Tirumalamba saw that there was no point in further discussion. “Have you told the king?” she asked.
“I’m going to tell him now.”
“But he will never agree, isn’t it? So stupid he isn’t.”
“The sultans are already on their way,” Aliya said. “I have already given orders for a grand welcome, and a banquet. They arrive tomorrow.”
Tirumalamba Devi stood up and prepared for her day with Pampa Kampana at the mutt. “Sly isn’t a big enough word for you,” she said as she left. “Maybe sneaky also. Also calculating. Maybe also a little underhand. It’s not so much ‘Yes and No.’ It’s more like, he says ‘No,’ and you say, ‘Then watch out for your back.’?”

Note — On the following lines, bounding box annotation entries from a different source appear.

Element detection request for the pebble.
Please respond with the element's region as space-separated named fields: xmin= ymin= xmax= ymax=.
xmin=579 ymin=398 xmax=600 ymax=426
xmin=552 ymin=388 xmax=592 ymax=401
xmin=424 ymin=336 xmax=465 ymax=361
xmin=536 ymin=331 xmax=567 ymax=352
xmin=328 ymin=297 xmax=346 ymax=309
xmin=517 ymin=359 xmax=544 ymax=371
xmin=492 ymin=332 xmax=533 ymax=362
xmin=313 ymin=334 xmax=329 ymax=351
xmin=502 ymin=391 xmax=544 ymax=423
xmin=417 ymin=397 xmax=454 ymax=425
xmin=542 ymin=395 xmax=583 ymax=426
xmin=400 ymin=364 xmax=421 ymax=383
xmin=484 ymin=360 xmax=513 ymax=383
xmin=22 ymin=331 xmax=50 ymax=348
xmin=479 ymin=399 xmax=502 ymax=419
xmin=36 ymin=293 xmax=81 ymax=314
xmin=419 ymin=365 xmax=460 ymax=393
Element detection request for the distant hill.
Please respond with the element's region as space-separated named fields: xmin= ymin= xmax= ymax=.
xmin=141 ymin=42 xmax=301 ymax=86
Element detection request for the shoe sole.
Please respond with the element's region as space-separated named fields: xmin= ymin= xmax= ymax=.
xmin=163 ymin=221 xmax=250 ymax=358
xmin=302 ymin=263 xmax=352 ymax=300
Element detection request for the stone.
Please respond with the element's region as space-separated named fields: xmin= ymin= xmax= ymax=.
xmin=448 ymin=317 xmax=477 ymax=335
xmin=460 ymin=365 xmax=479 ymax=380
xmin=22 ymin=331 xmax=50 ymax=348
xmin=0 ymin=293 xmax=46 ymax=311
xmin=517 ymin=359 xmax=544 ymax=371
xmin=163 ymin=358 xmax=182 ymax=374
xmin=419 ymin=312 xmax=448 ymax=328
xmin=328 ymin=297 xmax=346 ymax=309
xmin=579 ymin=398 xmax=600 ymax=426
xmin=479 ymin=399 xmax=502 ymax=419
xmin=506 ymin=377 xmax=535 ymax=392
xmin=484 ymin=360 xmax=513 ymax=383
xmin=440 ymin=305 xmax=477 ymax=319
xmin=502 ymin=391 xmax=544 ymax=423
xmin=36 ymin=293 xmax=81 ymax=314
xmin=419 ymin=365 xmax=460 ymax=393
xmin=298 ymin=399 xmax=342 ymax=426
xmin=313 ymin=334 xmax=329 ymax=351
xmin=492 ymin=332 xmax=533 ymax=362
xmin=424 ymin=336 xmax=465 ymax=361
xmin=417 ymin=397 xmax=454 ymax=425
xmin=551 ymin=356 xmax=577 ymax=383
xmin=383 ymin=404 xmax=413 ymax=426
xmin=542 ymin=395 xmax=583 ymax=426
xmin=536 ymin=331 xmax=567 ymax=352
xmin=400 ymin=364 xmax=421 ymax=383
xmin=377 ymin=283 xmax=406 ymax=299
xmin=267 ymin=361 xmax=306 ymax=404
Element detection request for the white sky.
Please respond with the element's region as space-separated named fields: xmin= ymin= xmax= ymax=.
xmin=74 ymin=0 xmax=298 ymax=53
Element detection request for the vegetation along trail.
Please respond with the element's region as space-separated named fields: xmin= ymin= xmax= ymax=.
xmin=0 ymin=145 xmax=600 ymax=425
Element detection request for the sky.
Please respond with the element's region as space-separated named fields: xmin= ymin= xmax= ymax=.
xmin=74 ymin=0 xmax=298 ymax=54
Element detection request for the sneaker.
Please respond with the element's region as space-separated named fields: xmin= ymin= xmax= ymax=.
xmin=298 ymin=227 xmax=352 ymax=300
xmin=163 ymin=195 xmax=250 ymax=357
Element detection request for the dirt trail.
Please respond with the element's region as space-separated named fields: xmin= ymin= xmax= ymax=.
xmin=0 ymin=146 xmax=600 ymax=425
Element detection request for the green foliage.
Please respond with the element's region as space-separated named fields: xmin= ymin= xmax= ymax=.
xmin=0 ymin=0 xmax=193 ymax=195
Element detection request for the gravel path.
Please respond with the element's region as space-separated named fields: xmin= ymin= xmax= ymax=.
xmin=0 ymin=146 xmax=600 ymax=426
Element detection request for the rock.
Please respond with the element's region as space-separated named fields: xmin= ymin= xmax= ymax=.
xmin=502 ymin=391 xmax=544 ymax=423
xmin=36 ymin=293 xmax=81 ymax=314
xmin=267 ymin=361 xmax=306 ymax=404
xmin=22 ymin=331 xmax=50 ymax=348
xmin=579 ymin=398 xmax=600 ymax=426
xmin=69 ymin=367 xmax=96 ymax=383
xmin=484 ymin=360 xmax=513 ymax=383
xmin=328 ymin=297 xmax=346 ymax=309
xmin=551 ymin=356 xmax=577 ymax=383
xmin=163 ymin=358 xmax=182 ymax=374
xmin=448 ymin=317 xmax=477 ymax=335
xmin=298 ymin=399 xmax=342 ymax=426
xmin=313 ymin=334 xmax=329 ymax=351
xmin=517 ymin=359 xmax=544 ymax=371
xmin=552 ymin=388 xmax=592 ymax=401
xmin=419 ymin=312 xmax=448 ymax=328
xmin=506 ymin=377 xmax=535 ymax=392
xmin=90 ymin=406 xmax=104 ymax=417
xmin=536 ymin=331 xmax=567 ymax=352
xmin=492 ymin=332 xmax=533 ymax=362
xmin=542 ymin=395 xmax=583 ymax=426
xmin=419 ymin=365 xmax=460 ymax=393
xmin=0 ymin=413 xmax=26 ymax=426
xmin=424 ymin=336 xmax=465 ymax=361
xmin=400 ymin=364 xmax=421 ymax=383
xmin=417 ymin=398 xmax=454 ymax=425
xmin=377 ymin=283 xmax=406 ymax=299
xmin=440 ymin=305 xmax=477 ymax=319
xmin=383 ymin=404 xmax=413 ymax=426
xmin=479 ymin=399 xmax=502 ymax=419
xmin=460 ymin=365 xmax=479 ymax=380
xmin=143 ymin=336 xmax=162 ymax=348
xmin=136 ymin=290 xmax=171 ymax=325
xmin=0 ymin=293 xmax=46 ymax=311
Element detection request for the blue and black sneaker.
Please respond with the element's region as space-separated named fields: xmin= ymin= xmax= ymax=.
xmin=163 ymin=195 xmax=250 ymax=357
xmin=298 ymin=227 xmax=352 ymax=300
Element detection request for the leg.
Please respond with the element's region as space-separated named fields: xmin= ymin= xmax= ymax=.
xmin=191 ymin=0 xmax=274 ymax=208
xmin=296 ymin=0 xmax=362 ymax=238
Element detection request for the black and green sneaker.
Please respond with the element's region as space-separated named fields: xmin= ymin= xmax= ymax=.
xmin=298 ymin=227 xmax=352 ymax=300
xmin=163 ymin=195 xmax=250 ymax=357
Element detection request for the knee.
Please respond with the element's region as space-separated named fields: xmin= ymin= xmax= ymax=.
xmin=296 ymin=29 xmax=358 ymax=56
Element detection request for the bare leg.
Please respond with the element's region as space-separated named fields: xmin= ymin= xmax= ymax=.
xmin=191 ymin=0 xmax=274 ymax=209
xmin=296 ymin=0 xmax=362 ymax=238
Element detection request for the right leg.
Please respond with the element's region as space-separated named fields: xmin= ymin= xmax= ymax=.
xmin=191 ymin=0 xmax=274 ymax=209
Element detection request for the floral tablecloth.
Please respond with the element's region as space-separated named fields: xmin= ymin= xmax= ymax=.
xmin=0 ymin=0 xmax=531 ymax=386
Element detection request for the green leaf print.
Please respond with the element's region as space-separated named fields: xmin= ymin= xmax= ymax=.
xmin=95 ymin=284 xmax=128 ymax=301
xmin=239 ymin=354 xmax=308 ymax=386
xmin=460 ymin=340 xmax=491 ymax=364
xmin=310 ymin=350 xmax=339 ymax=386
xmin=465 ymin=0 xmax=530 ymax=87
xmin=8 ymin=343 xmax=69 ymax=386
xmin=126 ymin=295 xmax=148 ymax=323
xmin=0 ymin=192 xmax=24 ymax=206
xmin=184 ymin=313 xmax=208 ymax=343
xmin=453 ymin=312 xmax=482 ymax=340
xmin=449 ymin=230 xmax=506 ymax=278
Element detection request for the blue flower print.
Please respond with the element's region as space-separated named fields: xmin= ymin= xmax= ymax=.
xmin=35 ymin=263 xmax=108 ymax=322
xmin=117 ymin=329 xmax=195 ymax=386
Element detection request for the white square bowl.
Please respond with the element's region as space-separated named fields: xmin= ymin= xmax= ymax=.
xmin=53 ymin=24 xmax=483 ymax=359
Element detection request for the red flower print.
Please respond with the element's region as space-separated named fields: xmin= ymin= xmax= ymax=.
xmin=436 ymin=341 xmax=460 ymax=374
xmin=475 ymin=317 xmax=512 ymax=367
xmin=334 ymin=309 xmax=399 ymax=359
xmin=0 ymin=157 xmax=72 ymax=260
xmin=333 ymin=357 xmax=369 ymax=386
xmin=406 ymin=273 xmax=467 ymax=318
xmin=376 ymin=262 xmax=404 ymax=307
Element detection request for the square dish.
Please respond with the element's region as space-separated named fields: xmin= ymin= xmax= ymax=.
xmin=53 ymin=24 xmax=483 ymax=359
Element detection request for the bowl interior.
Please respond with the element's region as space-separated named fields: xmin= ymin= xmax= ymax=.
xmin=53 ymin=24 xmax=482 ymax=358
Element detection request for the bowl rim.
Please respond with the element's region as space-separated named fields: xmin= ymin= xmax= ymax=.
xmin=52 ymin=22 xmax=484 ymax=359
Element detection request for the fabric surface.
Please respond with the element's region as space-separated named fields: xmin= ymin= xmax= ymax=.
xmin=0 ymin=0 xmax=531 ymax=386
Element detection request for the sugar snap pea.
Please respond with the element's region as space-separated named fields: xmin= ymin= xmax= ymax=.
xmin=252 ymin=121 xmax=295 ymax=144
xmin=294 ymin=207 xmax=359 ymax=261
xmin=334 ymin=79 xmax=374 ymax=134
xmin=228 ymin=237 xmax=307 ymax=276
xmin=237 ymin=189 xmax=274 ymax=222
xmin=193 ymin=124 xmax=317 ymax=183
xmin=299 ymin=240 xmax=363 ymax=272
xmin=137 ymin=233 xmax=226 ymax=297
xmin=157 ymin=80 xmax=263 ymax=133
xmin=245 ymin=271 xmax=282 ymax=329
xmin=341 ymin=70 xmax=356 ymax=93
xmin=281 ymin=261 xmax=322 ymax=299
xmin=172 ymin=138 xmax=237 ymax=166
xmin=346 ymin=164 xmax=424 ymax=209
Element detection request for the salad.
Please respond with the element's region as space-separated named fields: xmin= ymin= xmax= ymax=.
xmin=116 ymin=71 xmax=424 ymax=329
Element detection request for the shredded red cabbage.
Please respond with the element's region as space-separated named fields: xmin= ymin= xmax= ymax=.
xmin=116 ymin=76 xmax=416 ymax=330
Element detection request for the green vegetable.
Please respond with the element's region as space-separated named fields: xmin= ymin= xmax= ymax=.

“Thank you,” Aliya Rama Raya said, and bowed slightly. “You can be a flatterer when you choose to be.” And he smiled, again, his thin little enigmatic smile.
“I’ll need an umbrella today,” she said, “and I’ll still get wet. You should get an umbrella too. The way you’re behaving, not just the rain but the whole sky could fall on your head.”
* * *
—
The state visit of the Five Sultans of the Deccan—rulers of Ahmadnagar, Berar, Bidar, Bijapur, and Golconda—didn’t last long, but brought about great changes. Old Adil Shah of Bijapur, heavily defeated by Krishnadevaraya at Raichur, arrived with a small army, and wore battle-stained military clothes. Even older Qutb Shah of Golconda brought an even bigger force, and arrayed himself in dazzling diamonds. Both of them gave the impression of men who needed a show of armed force to make them appear strong, and therefore they both looked weak. Hussain Shah of Ahmadnagar and Darya of Berar were unwell, and looked like men who knew they wouldn’t live long. Ali Barid of Bidar was the youngest, healthiest, and most confident of the five. He brought the smallest retinue, as if telling the rulers of Bisnaga, you wouldn’t dare.